Un principio que atraviesa los siglos
Smith argumentó que la prosperidad no surge por decreto ni de la mera extracción, sino de la organización social del trabajo, el conocimiento y el intercambio. Su célebre ejemplo de la fábrica de alfileres ilustraba cómo la especialización y la división de tareas multiplicaban la productividad. Esta idea sentó las bases para entender las sucesivas olas de innovación: la mecanización del siglo XIX, la automatización del XX y, ahora, la codificación y el aprendizaje automatizado del XXI.
La pregunta que resurge con la IA
La inteligencia artificial fuerza a la sociedad a replantearse una pregunta clásica: ¿de dónde proviene el valor económico? Si en el pasado las máquinas complementaron o reemplazaron la fuerza física, hoy los sistemas avanzados realizan tareas cognitivas repetitivas como redactar, traducir o analizar datos. Esto desplaza el foco hacia habilidades humanas difíciles de estandarizar: el juicio crítico, la creatividad, el liderazgo y la interpretación de contextos ambiguos.
El futuro del trabajo humano
Lejos de pronosticar la desaparición del trabajo, la lógica smithiana sugiere una transformación constante. Cada revolución tecnológica redefine qué se considera una actividad valiosa. En la era de la IA, el valor de mercado de ciertas ocupaciones cognitivas rutinarias podría disminuir, mientras se potencia la demanda de capacidades para formular preguntas pertinentes, tomar decisiones con información incompleta y generar innovación genuina.

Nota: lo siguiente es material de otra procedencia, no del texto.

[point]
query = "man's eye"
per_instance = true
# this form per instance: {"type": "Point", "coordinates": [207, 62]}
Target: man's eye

El desafío, entonces, no es solo tecnológico, sino institucional y social. La historia económica muestra que el progreso técnico debe ir acompañado de marcos que faciliten la adaptación de los trabajadores y una distribución amplia de los beneficios. Revisitar a Adam Smith no es un ejercicio de nostalgia, sino una herramienta para analizar cómo una sociedad puede convertir el avance tecnológico en prosperidad sostenible y compartida.